Professor Naidoo obtained her medical degree from the University of Natal in 1992, became a Public Health Medicine Specialist in 2003 and an Associate in the Division of Occupational Medicine in the College of Public Health Medicine in 2010. In 2006 she obtained a Master of Medicine Degree in Community Health from the University of KwaZulu-Natal and in 2011 her PhD from the Institute of Risk Assessment Science, Utrecht University, Netherlands. In 2021 she was awarded the Kofi Annan Fellowship in Global Public Health Leadership funded by Africa CDC and the Kofi Annan Foundation.

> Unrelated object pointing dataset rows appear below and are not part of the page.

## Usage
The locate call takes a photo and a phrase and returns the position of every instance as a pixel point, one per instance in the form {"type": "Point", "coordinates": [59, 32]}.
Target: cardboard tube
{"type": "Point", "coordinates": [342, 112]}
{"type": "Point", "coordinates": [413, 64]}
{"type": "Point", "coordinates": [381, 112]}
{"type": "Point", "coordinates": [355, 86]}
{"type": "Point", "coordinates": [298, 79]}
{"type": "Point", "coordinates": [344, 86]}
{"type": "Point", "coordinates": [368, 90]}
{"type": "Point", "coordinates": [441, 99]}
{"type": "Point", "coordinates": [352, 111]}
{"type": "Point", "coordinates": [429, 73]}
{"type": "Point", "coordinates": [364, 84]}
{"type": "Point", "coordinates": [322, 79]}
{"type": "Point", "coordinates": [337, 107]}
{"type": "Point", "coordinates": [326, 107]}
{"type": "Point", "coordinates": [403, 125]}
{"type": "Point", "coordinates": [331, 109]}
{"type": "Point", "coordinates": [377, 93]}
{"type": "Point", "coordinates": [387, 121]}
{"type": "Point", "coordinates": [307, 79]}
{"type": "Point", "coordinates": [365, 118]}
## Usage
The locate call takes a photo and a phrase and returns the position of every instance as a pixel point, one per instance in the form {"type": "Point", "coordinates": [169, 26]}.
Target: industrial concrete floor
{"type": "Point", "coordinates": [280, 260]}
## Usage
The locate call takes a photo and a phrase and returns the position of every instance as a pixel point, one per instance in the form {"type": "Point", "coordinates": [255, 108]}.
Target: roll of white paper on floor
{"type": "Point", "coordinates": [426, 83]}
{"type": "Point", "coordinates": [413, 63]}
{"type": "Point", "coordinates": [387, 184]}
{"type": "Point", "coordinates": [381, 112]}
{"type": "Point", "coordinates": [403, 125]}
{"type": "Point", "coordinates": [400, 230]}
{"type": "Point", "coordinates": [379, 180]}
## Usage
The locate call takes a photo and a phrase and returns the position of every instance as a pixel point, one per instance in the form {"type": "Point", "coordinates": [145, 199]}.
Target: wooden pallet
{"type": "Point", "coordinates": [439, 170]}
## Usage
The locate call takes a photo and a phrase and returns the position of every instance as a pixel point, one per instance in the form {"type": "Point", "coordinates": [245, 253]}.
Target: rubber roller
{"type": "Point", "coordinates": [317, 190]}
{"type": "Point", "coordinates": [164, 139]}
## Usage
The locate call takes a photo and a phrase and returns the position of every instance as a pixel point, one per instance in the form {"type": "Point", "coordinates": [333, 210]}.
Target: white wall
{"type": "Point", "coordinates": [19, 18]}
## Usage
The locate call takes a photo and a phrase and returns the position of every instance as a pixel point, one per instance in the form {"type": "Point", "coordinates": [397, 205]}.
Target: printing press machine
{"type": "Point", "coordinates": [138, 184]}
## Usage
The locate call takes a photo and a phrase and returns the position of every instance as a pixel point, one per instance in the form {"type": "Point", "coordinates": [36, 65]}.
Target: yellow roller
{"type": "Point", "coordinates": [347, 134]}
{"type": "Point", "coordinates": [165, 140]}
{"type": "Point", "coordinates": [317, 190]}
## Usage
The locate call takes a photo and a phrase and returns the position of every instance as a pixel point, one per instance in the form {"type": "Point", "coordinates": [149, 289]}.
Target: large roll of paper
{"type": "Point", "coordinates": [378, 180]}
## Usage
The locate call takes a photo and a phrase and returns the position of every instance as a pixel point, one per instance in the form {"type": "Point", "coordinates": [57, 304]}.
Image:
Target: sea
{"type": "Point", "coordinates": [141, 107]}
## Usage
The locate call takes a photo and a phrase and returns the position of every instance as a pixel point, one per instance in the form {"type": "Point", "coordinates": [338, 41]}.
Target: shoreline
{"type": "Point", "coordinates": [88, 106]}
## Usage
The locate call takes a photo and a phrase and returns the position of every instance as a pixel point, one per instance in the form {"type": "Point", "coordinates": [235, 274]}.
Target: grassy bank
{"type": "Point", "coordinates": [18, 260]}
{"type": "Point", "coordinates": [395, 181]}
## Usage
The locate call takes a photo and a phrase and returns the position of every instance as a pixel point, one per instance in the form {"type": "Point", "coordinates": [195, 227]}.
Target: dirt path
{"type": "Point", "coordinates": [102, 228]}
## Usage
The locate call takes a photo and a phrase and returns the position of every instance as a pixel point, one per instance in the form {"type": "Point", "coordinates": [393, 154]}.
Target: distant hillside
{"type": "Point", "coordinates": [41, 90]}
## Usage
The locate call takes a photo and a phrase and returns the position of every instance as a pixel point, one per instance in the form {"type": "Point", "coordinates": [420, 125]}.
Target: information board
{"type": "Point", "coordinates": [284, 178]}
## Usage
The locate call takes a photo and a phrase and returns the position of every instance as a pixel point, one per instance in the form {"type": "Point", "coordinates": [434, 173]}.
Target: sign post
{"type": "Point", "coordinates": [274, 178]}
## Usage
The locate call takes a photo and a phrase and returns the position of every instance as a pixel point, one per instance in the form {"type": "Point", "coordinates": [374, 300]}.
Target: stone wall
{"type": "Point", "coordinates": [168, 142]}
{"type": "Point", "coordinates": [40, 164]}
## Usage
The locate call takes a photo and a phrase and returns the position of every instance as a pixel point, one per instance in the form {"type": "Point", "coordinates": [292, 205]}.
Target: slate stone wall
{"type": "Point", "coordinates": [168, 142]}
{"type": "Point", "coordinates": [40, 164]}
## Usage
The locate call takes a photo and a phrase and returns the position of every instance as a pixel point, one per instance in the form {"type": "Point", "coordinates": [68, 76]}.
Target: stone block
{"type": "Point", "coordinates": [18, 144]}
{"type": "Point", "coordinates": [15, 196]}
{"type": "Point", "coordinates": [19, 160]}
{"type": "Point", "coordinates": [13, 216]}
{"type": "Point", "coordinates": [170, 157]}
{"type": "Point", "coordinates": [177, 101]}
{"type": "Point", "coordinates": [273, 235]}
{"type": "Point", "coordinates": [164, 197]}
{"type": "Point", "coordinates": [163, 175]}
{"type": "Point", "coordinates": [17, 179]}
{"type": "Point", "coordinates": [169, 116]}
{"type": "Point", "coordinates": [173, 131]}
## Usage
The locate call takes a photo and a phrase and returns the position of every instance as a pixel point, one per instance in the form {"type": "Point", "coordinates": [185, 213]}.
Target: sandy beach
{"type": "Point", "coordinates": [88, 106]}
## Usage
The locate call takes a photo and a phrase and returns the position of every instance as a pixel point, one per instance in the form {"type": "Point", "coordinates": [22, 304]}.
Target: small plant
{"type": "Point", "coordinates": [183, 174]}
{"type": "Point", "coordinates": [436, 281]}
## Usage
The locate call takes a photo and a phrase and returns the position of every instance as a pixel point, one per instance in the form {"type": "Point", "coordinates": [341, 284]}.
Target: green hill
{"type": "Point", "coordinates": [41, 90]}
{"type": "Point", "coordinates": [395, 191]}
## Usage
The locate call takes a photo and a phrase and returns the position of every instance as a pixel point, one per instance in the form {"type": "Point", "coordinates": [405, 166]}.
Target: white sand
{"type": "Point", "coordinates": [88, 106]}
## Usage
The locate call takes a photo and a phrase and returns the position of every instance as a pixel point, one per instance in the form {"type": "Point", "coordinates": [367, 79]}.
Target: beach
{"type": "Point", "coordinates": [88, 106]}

Her academic career spans 20 years, initially as a lecturer in the Discipline of Occupational and Environmental Health, the University of KwaZulu-Natal in 2003 and now as the Head of the Discipline of Public Health Medicine in the School of Nursing and Public Health in the College of Health Sciences, University of KwaZulu-Natal; a post which she has held since 2015.
She is a C2 rated researcher in terms of the National Research Foundation’s rating standard. Her research interests focus on “Healthcare workers and the risk of their work environments” and “Environmental impacts on women and child health”, “Health systems strengthening” and “adolescent health”.
She is the Programme Director of the DS-I Africa-NIH funded grant (2022) “Research Training on Harnessing Data Science for Global Health Priorities in Africa (U2RTW012140)”; a joint collaboration between Harvard University and the University of KwaZulu-Natal focussed on building data science for health in Africa (
https://www.hsph.harvard.edu/dsi-africa/ ).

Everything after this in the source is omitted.